Furthermore, we wanted our technique to be user-friendly and accessible to any researcher wanting to measure their own system. Many previously developed techniques that assess full motion profiles use electrical hardware that are not easily deployed in many sensorimotor laboratories – such as rotary encoders, motors, photodiodes, amplifiers and oscilloscopes (Adelstein et al., 1996; Becher et al., 2018; Di Luca, 2010; Zhao et al., 2017). The advantage of our technique is that all of the mechanical hardware required can be bought or fabricated relatively cheaply, and the only additional electrical hardware used is a smart phone capable of recording at 240 fps or above. While existing techniques use a high-speed camera to measure latency (Gilson & Glennerster, 2012; Steed, 2008), it requires the virtual representation be visible to the camera.

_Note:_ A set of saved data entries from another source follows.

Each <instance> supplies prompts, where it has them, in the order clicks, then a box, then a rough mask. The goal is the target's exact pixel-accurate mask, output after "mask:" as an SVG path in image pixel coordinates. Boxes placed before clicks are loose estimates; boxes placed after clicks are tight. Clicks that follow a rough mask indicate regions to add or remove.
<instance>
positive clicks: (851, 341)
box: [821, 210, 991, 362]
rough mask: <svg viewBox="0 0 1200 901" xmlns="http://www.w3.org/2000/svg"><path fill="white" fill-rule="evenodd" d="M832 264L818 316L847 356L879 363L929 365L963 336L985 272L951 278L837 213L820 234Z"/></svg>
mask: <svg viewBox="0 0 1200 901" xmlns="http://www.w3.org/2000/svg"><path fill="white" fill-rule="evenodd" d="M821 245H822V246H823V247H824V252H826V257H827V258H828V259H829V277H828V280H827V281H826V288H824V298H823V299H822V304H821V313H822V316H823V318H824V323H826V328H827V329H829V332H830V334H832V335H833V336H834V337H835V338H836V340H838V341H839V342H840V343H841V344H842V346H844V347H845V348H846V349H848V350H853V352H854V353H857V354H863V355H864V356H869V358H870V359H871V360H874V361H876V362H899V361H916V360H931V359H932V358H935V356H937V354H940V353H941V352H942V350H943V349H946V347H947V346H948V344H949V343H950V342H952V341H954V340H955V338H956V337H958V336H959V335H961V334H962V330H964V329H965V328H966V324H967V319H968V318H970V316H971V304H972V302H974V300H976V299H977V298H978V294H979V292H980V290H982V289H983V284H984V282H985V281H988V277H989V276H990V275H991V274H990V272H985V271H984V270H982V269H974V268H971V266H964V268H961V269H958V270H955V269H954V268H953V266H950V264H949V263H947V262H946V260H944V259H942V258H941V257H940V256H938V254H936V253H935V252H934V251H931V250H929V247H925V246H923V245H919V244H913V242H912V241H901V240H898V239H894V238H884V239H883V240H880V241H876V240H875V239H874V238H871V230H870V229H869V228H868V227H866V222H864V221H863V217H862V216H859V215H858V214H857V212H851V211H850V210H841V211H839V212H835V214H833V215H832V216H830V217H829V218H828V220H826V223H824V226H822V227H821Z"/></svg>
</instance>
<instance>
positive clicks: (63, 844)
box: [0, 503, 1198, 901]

This would be difficult for HMDs, as any representation will likely be too small to be measured accurately, with additional warping due to the lenses. Our method does not attempt to represent the virtual motion parametrically, but rather uses the color of the HMD’s screen to co-register the real movements, captured by the camera, and the virtual movement, written to file with the corresponding screen color.

The presented technique could be expanded upon by assessing the response of the systems to movements at different frequencies. While the current technique allows the effect of motion prediction to be characterized during simple movements, it is unclear how fast participants would have to move for the motion prediction to perform badly, for example when making changes of direction in a manual tracking task. This could be assessed by linearly actuating the controller at known frequencies, and assessing the gain and latency response of the system (e.g., Adelstein et al., 1996). Knowing the system’s response across a frequency range, and comparing that to the frequencies with which people can move their arms, would fully provide further insight into the types of movements that can be reliably measured using current VR systems.

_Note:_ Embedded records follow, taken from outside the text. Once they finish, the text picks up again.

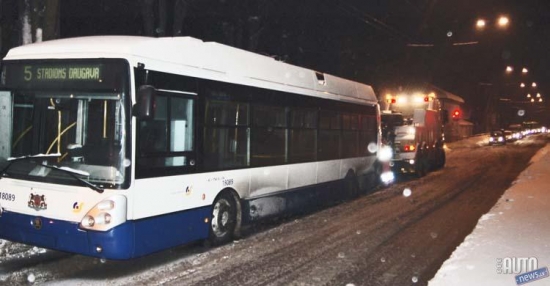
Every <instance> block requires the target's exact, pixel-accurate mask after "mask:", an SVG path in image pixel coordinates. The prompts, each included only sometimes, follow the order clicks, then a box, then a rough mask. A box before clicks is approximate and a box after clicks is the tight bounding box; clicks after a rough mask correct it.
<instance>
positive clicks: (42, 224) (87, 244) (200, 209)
mask: <svg viewBox="0 0 550 286" xmlns="http://www.w3.org/2000/svg"><path fill="white" fill-rule="evenodd" d="M210 209H211V208H210V206H208V207H202V208H197V209H192V210H187V211H183V212H177V213H172V214H167V215H162V216H157V217H152V218H147V219H141V220H137V221H127V222H126V223H124V224H122V225H119V226H117V227H115V228H113V229H111V230H110V231H106V232H99V231H86V230H82V229H79V228H78V223H75V222H67V221H62V220H54V219H47V218H44V217H40V218H41V219H42V228H41V229H40V230H37V229H35V227H34V226H33V225H32V221H33V220H34V219H35V218H37V217H39V216H30V215H22V214H17V213H13V212H8V211H6V212H4V213H3V214H2V216H1V217H0V238H2V239H7V240H10V241H13V242H20V243H25V244H29V245H35V246H38V247H43V248H48V249H53V250H59V251H66V252H73V253H78V254H82V255H88V256H93V257H99V258H107V259H114V260H118V259H129V258H135V257H139V256H143V255H146V254H150V253H153V252H157V251H160V250H163V249H167V248H171V247H174V246H177V245H181V244H185V243H188V242H191V241H195V240H199V239H204V238H207V237H208V232H209V224H208V223H205V218H210ZM98 246H101V247H102V248H103V251H102V252H101V253H98V252H96V247H98Z"/></svg>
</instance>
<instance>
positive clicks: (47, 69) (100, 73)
mask: <svg viewBox="0 0 550 286" xmlns="http://www.w3.org/2000/svg"><path fill="white" fill-rule="evenodd" d="M22 76H23V79H24V80H25V81H32V80H100V79H101V66H99V65H96V66H79V67H66V66H64V67H56V66H54V67H41V66H31V65H25V66H23V75H22Z"/></svg>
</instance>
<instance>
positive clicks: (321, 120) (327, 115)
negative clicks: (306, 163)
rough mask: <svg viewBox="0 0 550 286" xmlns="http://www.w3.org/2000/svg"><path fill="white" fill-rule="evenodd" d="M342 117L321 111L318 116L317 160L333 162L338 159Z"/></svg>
mask: <svg viewBox="0 0 550 286" xmlns="http://www.w3.org/2000/svg"><path fill="white" fill-rule="evenodd" d="M341 118H342V116H341V114H339V113H337V112H334V111H327V110H321V113H320V115H319V141H318V142H319V146H318V148H319V149H318V159H319V160H334V159H339V158H341V157H340V144H341V142H340V140H341V138H340V137H341V132H342V131H341V128H342V119H341Z"/></svg>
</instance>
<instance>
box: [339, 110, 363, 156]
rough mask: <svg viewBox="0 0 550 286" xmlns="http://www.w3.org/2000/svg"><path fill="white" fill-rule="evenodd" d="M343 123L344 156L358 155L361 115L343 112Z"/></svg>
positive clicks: (342, 154) (342, 132) (343, 152)
mask: <svg viewBox="0 0 550 286" xmlns="http://www.w3.org/2000/svg"><path fill="white" fill-rule="evenodd" d="M342 123H343V128H342V129H343V131H342V144H343V148H342V157H343V158H351V157H357V156H358V151H357V150H358V147H359V146H358V145H359V130H358V126H359V116H358V115H357V114H349V113H348V114H343V115H342Z"/></svg>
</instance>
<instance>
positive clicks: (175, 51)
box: [0, 36, 381, 259]
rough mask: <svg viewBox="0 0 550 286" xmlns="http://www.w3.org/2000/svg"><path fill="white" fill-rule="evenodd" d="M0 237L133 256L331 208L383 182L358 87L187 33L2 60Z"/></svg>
mask: <svg viewBox="0 0 550 286" xmlns="http://www.w3.org/2000/svg"><path fill="white" fill-rule="evenodd" d="M1 68H2V74H1V91H0V109H1V113H0V116H1V118H0V120H1V121H0V158H1V159H0V161H1V162H0V163H1V165H0V167H1V170H0V171H1V173H0V176H1V178H0V238H1V239H7V240H10V241H14V242H21V243H25V244H29V245H35V246H39V247H43V248H48V249H55V250H60V251H65V252H71V253H79V254H83V255H88V256H93V257H100V258H106V259H129V258H134V257H139V256H143V255H146V254H150V253H153V252H156V251H160V250H163V249H167V248H170V247H174V246H177V245H181V244H184V243H187V242H190V241H195V240H202V239H209V240H210V241H212V242H213V243H223V242H227V241H229V240H231V239H232V238H233V237H234V236H235V235H238V233H239V230H240V229H241V225H243V224H244V223H246V222H249V221H254V220H256V219H259V218H263V217H268V216H272V215H276V214H281V213H285V212H288V211H290V210H292V209H296V208H300V206H301V205H302V203H306V204H307V203H316V202H318V201H322V200H338V199H340V198H343V197H345V196H348V195H353V194H354V193H355V192H357V190H360V189H365V188H368V187H372V186H373V184H375V183H376V182H377V181H378V180H377V178H378V177H379V176H380V175H381V174H380V169H381V168H380V163H379V162H378V160H377V152H378V146H379V144H380V123H379V122H380V111H379V106H378V103H377V98H376V96H375V94H374V92H373V90H372V88H371V87H370V86H368V85H364V84H360V83H357V82H353V81H349V80H345V79H342V78H338V77H335V76H331V75H328V74H323V73H320V72H315V71H312V70H308V69H305V68H300V67H296V66H293V65H290V64H286V63H282V62H278V61H276V60H274V59H272V58H270V57H266V56H262V55H258V54H254V53H250V52H247V51H243V50H239V49H236V48H232V47H228V46H224V45H221V44H218V43H213V42H203V41H201V40H197V39H194V38H190V37H179V38H147V37H130V36H101V37H82V38H72V39H61V40H53V41H47V42H43V43H36V44H30V45H26V46H22V47H17V48H14V49H12V50H10V51H9V52H8V54H7V55H6V57H5V58H4V59H3V61H2V66H1Z"/></svg>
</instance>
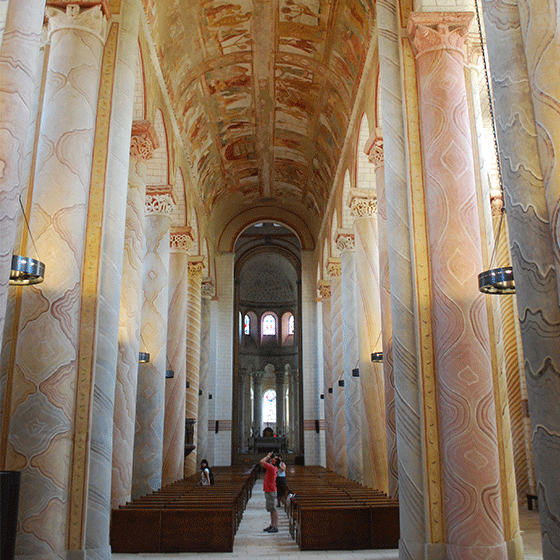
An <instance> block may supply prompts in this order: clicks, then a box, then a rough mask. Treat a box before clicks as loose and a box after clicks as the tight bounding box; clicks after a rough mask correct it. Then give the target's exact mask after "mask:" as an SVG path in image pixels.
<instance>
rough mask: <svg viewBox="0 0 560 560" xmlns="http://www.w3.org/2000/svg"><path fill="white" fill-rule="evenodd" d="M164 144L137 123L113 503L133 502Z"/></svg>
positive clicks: (117, 505)
mask: <svg viewBox="0 0 560 560" xmlns="http://www.w3.org/2000/svg"><path fill="white" fill-rule="evenodd" d="M158 146H159V142H158V139H157V136H156V131H155V128H154V127H153V125H152V124H151V123H150V122H149V121H135V122H134V123H133V125H132V136H131V143H130V163H129V178H128V198H127V208H126V226H125V238H124V247H125V248H124V251H123V253H124V260H123V273H122V282H121V305H120V317H119V342H118V344H119V353H118V358H117V378H116V384H115V409H114V418H113V463H112V464H113V468H112V470H113V476H112V483H111V484H112V487H111V507H112V508H117V507H118V506H119V505H122V504H125V503H126V502H127V501H130V498H131V490H132V462H133V447H134V431H135V421H136V390H137V385H138V352H139V351H140V324H141V311H142V281H143V270H142V269H143V262H144V255H145V253H146V239H145V231H144V212H145V199H146V173H147V167H146V161H147V160H149V159H151V158H152V157H153V153H154V150H155V149H157V148H158Z"/></svg>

In addition, the precision of our latency estimates could be further improved. The camera we used has a high frame rate for a commercial smartphone, but one could employ a dedicated high-speed camera that records at 1000 FPS or greater, which would reduce the uncertainty around observations. Higher precision estimates of latencies may also be possible by filtering the data (with a suitably high cut-off frequency, see Schreven et al. (2015)) and using an interpolation algorithm (Brenner & Smeets, 2019), but care needs to be taken as poorly tuned parameters for either process may detrimentally adjust the data, potentially missing important features like the jump in the virtual controller position shown in Fig. 5a around motion onset.

Conclusions

We have created a novel technique to measure the motion-to-photon latency of controller movements. We tested the technique using four popular VR HMDs – the HTC Vive, Oculus Rift, Oculus Rift S, and Valve Index. Measurements of latency were made at the start of the movement, where all latencies were between 21 and 42 ms on average, and at the middle of the movement, where all latencies were 2–13 ms on average. Measurements of latency through the whole movement showed the motion-prediction algorithms reduce this latency within the first 25–58 ms of the movement. There are likely to be a number of experimental tasks and research questions where these latencies (and the variability thereof) are not problematic. Conversely, there will be tasks that are adversely affected by these temporal delays and the fact that the latencies vary throughout the movement. It is therefore incumbent on researchers to determine the latencies associated with the equipment they are using, report these latencies, and ensure that conclusions drawn from their experimental results are not undermined by this potentially confounding variable. The technique we report within this manuscript (and the associated software that we have made freely available) will enable researchers to make these measurements. In turn, this should enable the potential of VR systems in research to be realized.